During a recent test where I put up 125+ AWS instances to do some work I ran into an issue. All of the instances are pushing their logs via logstash-forwarder to a load balanced logstash cluster. Things were running fine but logging failed. It was nice to know that logging doesn’t bring the instances to halt, but the logs are being centrally collected for a reason.
After some digging I found that the issue was overrunning the logstash recipients memory. Basically the logs were flooding in at 4,500-5,500/s which exceeded what logstash could process. The events pilled up and boom. Not enough memory:
Error: Your application used more memory than the safety cap of 4G. Specify -J-Xmx####m to increase it (#### = cap size in MB). Specify -w for full OutOfMemoryError stack trace
The logstash instances are running on c3.xlarge instance types and I decided to perform some tests by throwing 250,000 events at them to see how fast they would process. Basically it came in at about 1,800/s. That number seemed low and I started playing around with the logstash settings.

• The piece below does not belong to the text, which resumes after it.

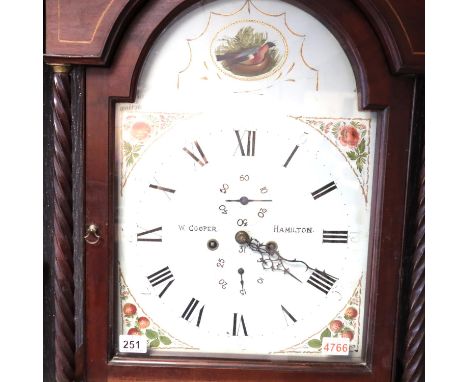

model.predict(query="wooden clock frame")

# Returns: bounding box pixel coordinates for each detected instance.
[45,0,424,382]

Since we are using the elasticsearch_http output from logstash I experimented with the number of workers (default 1) for that output plugin. 2 was the sweet spot and I managed to increase the throughput to around 2,100/s. Not a great improvement, but I figured more should be possible.
The c3.xlarge comes with 4 cores and 7.5GB of RAM, but when I was testing the load stayed very low at around 0.5. Clearly I wasn’t getting the full value.

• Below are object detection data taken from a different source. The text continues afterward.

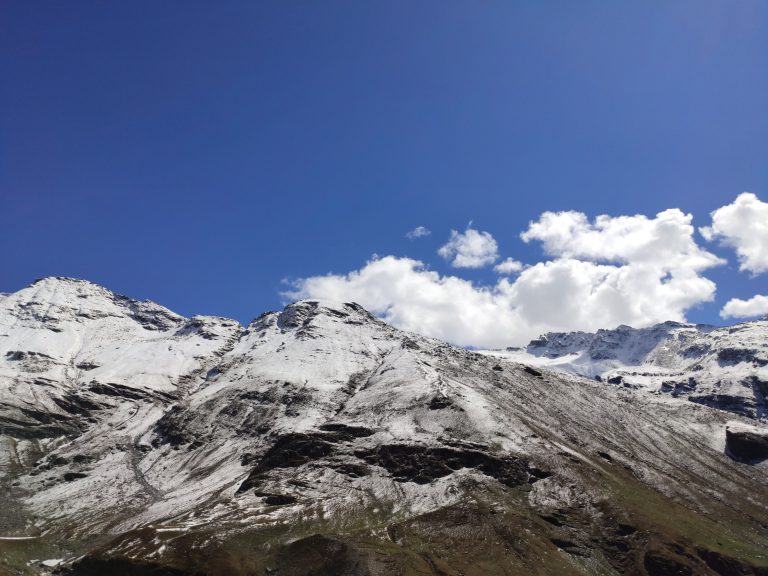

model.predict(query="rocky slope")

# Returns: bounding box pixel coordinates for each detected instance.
[0,278,768,575]
[486,320,768,420]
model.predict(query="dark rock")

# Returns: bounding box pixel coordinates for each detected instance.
[717,348,768,366]
[696,548,768,576]
[255,490,296,506]
[725,425,768,462]
[355,444,529,486]
[63,472,88,482]
[597,450,613,462]
[60,556,202,576]
[320,422,374,440]
[643,550,693,576]
[688,394,755,418]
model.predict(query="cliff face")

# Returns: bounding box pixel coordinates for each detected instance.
[492,320,768,421]
[0,279,768,575]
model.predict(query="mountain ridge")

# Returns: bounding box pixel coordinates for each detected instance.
[0,279,768,575]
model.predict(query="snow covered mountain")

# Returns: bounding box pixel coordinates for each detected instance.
[494,320,768,420]
[0,278,768,575]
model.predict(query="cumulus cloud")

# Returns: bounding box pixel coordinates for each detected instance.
[493,258,525,274]
[720,295,768,318]
[700,192,768,274]
[437,228,499,268]
[284,210,722,348]
[520,209,724,270]
[405,226,432,240]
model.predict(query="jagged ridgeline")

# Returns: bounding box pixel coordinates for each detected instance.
[0,278,768,576]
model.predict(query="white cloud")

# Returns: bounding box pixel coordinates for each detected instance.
[520,208,724,270]
[437,228,499,268]
[285,210,722,348]
[700,192,768,274]
[405,226,432,240]
[720,295,768,318]
[493,258,525,274]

Logstash can also adjust the number of filter workers via the -w flag. I figured the filter might just be where things are getting stuck and so I re-ran my tests with various combinations of filter workers and elasticsearch_http workers.
I’ll skip all the details, but for the c3.xlarge instance type I ended up reaching an ingestion rate about 3,500/s or nearly double the original. That rate was achieved by using
- filter workers = 8
- elasticsearch_http workers = 4
Changing either of these up or down reduced the overall rate. It also pushed the load to around 3.7+.
I think a lot more experimentation could be done with different instance types and counts, but for now I’m pretty happy with the new throughput which let’s me run a lot fewer instances to get to target rate of 30,000 events/s. For now I think I have a decent formula to drive any further tests:
- filter workers = 2 * number of cores
- elasticsearch_http workers = filter workers / 2
There is still a concern over load balancing the logstash service, which runs as a TCP service and connections from the forwarders persist. That means that if the right number of forwarding instances all tied to the same endpoint start pushing a lot, we might still overrun the box. There are some good ideas around putting a Redis or RabbitMQ layer in between, but that’s an experiment for another day.